Failure to acquire IP over DHCP
Suvayu Ali
fatkasuvayu+linux at gmail.com
Fri Aug 31 13:26:27 UTC 2012
On Fri, Aug 31, 2012 at 01:50:04AM +0200, Suvayu Ali wrote:
>
> Thanks a lot for the hints. I'm meeting the admin in person tomorrow,
> these comments will surely be useful.
>
This is just to update the list, the problem is indeed someone not
following the regulations. As you can see from the output below,
someone is running an entire (unapproved) network in their office.
Probably they want WiFi since the official WiFi is pretty weak in our
building.
In the output below, 192.168.0.114 is the IP my laptop gets assigned.
# nmap -sn 192.168.0.0-255
Starting Nmap 6.01 ( http://nmap.org ) at 2012-08-31 14:40 CEST
Nmap scan report for 192.168.0.1
Host is up (0.00066s latency).
MAC Address: C8:3A:35:5E:E3:90 (Tenda Technology Co.)
Nmap scan report for 192.168.0.100
Host is up (0.33s latency).
MAC Address: 88:30:8A:36:A9:2A (Murata Manufactuaring Co.)
Nmap scan report for 192.168.0.104
Host is up (0.015s latency).
MAC Address: 98:0C:82:64:FE:1B (Samsung Electro Mechanics)
Nmap scan report for 192.168.0.114
Host is up.
Nmap scan report for 192.168.0.118
Host is up (0.14s latency).
MAC Address: 90:4C:E5:56:BF:03 (Hon Hai Precision Ind.
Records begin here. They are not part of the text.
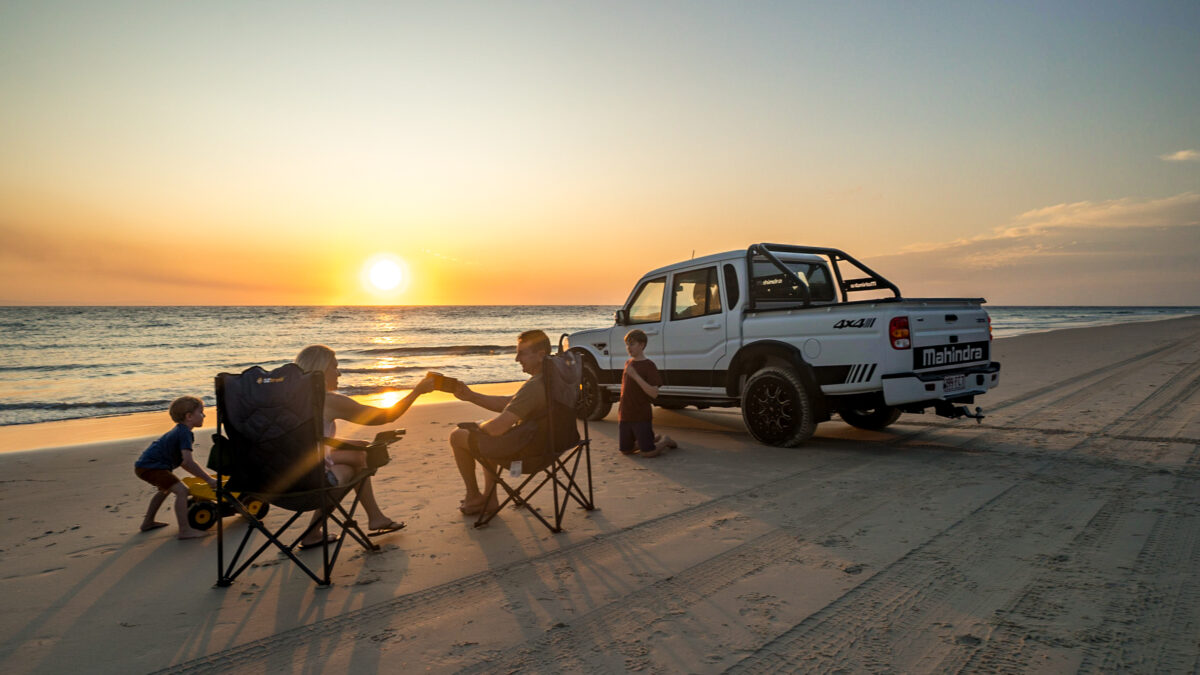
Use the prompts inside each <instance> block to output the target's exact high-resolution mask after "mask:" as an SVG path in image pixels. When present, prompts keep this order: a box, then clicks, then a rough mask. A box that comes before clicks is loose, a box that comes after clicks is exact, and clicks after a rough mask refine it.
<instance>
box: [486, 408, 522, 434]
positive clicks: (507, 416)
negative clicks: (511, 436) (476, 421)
mask: <svg viewBox="0 0 1200 675" xmlns="http://www.w3.org/2000/svg"><path fill="white" fill-rule="evenodd" d="M518 422H521V418H520V417H517V416H516V413H514V412H512V411H504V412H502V413H500V414H498V416H496V417H493V418H492V419H488V420H487V422H485V423H482V424H480V425H479V428H480V429H481V430H482V431H484V434H487V435H488V436H499V435H502V434H504V432H505V431H508V430H509V429H512V428H514V426H516V425H517V423H518Z"/></svg>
Co.)
Nmap scan report for 192.168.0.129
Host is up (0.060s latency).
MAC Address: A8:26:D9:36:A6:1A (HTC)
Nmap scan report for 192.168.0.196
Host is up (0.43s latency).
MAC Address: 38:16:D1:83:46:B2 (Samsung Electronics Co.)
Nmap done: 256 IP addresses (7 hosts up) scanned in 63.80 seconds
Thanks for all the pointers and discussion. It was quite educational
for me.
Cheers,
--
Suvayu
Open source is the future. It sets us free.